To help protect against both inflation and unforeseen crises and market shocks, he also likes precious metals like gold and silver. I’ve heard him repeatedly express his love of silver, given its lower price point, thinning natural reserves, and industrial usefulness.
Governments can manipulate the value of their currencies, but the market determines the value of precious metals.
Tangible Businesses
Robert Kiyosaki has always championed an entrepreneurial spirit. He has not only launched plenty of businesses himself but invested in countless others.
In particular, he likes tangible businesses like wagyu cattle. You can touch the assets (the ranch land, the cattle themselves). You can calculate their intrinsic value.
Check out his interview with Michelle Makori at Kitco News for a deeper dive into his love for wagyu cattle and tangible businesses more broadly.
Cryptocurrencies
As an inflation hawk, it is no surprise that Kiyosaki trusts cryptocurrencies over fiat currencies. It has become a cornerstone of his Rich Dad empire, selling memberships and teaching about crypto investing.

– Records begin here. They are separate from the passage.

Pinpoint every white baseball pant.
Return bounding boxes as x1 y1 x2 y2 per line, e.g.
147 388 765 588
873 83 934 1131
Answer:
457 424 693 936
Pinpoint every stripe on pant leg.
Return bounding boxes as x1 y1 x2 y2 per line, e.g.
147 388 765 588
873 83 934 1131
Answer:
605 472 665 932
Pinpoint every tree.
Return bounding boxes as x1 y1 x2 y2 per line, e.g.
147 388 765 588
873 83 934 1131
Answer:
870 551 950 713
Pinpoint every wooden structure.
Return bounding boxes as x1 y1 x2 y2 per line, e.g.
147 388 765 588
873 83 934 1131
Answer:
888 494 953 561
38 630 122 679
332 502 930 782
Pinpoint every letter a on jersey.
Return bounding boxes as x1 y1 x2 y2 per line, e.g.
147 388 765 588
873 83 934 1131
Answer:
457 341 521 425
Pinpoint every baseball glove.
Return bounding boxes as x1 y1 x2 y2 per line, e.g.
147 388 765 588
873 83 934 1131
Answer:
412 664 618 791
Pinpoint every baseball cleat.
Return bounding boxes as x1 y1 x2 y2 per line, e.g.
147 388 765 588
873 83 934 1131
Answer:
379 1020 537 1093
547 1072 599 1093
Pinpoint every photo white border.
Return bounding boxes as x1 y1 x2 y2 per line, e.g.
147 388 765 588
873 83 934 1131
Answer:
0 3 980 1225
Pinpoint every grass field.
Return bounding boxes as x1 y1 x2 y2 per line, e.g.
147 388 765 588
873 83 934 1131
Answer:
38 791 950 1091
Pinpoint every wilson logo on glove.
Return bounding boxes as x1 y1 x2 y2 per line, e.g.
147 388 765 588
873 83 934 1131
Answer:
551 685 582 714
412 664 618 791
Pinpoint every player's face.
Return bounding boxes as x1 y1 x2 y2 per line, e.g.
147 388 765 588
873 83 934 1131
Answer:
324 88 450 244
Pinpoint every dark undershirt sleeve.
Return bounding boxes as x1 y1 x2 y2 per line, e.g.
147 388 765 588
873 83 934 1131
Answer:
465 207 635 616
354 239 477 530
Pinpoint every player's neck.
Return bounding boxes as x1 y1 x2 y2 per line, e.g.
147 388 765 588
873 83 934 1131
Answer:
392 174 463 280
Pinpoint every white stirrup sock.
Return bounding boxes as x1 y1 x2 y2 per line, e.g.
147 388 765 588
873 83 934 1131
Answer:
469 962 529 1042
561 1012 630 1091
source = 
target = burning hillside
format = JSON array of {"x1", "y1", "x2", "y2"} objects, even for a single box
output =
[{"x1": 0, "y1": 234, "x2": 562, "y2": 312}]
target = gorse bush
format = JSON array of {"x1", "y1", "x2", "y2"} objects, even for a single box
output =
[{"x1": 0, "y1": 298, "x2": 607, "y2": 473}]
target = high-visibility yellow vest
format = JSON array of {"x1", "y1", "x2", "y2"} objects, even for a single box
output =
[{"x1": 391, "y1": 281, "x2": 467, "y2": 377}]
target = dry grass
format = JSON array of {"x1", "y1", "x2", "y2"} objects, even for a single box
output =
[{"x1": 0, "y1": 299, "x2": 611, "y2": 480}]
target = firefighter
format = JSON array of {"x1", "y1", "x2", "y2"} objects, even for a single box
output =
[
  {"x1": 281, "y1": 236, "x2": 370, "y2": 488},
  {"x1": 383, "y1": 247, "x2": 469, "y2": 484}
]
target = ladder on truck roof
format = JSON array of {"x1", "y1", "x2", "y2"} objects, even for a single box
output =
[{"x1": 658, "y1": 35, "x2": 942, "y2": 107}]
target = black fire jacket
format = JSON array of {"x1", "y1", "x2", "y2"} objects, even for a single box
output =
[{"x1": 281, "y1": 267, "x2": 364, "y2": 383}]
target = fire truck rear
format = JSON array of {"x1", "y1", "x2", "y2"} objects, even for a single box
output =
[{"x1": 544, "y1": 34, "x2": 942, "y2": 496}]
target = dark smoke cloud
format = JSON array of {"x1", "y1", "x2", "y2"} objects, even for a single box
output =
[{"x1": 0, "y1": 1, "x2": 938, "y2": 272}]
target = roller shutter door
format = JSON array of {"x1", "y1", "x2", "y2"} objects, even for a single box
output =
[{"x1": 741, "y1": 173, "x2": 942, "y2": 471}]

Inflation carries a real risk to investors, but cryptocurrencies carry plenty of their own risk. And at times, they’ve lost value far faster than the US dollar ever has.
Decentralized finance or DeFi may rise in popularity and practicality in the coming years. Kiyosaki believes in diversification, as do most investing experts, but be careful not to put too much of your portfolio in speculative assets.
Final Thoughts
A core principle of Rich Dad, Poor Dad is that the rich put their money to work for them, while the poor and middle classes work for money.
The corollary lesson: the rich invest in assets that generate cash flow and added value each month, rather than buying liabilities that cost you money each month. As you explore adding more real assets to your portfolio, keep an eye on its ability to generate real cash flow.